Kasapi, Melpomeni; Xu, Kexin; Ebbels, Timothy M D; O'Regan, Declan P; Ware, James S; Posma, Joram M.
Afiliación
  • Kasapi M; Section of Bioinformatics, Division of Systems Medicine, Department of Metabolism, Digestion, and Reproduction, Faculty of Medicine, Imperial College London, London W12 0NN, United Kingdom.
  • Xu K; Faculty of Medicine, National Heart & Lung Institute, Imperial College London, London W12 0NN, United Kingdom.
  • Ebbels TMD; MRC London Institute of Medical Sciences, Imperial College London, London W12 0HS, United Kingdom.
  • O'Regan DP; Section of Bioinformatics, Division of Systems Medicine, Department of Metabolism, Digestion, and Reproduction, Faculty of Medicine, Imperial College London, London W12 0NN, United Kingdom.

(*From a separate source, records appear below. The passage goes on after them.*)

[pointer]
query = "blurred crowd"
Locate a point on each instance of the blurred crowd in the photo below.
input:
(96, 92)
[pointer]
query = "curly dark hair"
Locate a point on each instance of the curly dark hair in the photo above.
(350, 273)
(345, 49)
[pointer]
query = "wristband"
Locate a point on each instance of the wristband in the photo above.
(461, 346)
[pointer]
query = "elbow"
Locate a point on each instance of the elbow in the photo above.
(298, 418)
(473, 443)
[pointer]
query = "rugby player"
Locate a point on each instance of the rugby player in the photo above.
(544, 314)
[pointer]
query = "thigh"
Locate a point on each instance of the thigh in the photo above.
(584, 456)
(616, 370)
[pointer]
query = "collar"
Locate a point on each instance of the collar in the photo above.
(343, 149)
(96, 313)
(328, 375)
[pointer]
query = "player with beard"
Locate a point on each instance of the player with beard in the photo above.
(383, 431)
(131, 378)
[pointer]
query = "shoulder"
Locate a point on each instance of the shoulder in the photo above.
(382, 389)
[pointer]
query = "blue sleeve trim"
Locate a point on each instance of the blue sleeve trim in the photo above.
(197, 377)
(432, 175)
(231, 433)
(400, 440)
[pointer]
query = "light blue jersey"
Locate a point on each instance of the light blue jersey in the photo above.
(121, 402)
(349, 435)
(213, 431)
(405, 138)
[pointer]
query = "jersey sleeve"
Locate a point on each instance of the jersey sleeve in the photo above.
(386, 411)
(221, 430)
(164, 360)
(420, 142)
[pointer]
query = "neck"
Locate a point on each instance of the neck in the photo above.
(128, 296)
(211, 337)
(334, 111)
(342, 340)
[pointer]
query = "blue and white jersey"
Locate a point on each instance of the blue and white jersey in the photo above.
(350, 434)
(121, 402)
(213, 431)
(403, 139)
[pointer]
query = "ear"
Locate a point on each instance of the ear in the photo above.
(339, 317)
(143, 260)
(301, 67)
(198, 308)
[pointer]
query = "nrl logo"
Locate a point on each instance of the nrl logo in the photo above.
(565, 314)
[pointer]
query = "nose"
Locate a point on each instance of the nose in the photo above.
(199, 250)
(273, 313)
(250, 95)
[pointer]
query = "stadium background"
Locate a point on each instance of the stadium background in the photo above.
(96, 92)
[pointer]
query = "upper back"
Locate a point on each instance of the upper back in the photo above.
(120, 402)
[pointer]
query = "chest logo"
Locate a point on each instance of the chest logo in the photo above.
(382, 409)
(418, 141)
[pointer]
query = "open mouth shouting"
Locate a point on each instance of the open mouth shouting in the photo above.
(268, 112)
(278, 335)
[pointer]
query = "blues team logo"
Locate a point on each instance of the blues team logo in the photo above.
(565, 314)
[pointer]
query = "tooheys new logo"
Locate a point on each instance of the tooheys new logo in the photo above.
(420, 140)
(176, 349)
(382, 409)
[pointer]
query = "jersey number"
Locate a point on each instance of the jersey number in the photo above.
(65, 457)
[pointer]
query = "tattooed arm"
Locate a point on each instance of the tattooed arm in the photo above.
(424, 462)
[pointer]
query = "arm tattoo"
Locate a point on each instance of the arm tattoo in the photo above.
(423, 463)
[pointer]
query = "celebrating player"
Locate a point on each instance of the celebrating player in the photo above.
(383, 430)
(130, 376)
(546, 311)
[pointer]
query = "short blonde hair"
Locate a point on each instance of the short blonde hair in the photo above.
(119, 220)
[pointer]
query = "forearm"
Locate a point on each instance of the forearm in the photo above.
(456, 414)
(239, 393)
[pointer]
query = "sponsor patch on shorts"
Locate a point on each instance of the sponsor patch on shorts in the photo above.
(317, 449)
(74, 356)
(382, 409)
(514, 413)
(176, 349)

  • Ware JS; Section of Bioinformatics, Division of Systems Medicine, Department of Metabolism, Digestion, and Reproduction, Faculty of Medicine, Imperial College London, London W12 0NN, United Kingdom.
  • Posma JM; Faculty of Medicine, National Heart & Lung Institute, Imperial College London, London W12 0NN, United Kingdom.
Bioinformatics ; 40(3)2024 03 04.
Article en En | MEDLINE | ID: mdl-38383048
ABSTRACT
MOTIVATION Random forests (RFs) can deal with a large number of variables, achieve reasonable prediction scores, and yield highly interpretable feature importance values. As such, RFs are appropriate models for feature selection and further dimension reduction. However, RFs are often not appropriate for correlated datasets due to their mode of selecting individual features for splitting. Addressing correlation relationships in high-dimensional datasets is imperative for reducing the number of variables that are assigned high importance, hence making the dimension reduction most efficient. Here, we propose the LAtent VAriable Stochastic Ensemble of Trees (LAVASET) method that derives latent variables based on the distance characteristics of each feature and aims to incorporate the correlation factor in the splitting step.

RESULTS:

Without compromising on performance in the majority of examples, LAVASET outperforms RF by accurately determining feature importance across all correlated variables and ensuring proper distribution of importance values. LAVASET yields mostly non-inferior prediction accuracies to traditional RFs when tested in simulated and real 1D datasets, as well as more complex and high-dimensional 3D datatypes. Unlike traditional RFs, LAVASET is unaffected by single 'important' noisy features (false positives), as it considers the local neighbourhood. LAVASET, therefore, highlights neighbourhoods of features, reflecting real signals that collectively impact the model's predictive ability. AVAILABILITY AND IMPLEMENTATION LAVASET is freely available as a standalone package from https//github.com/melkasapi/LAVASET.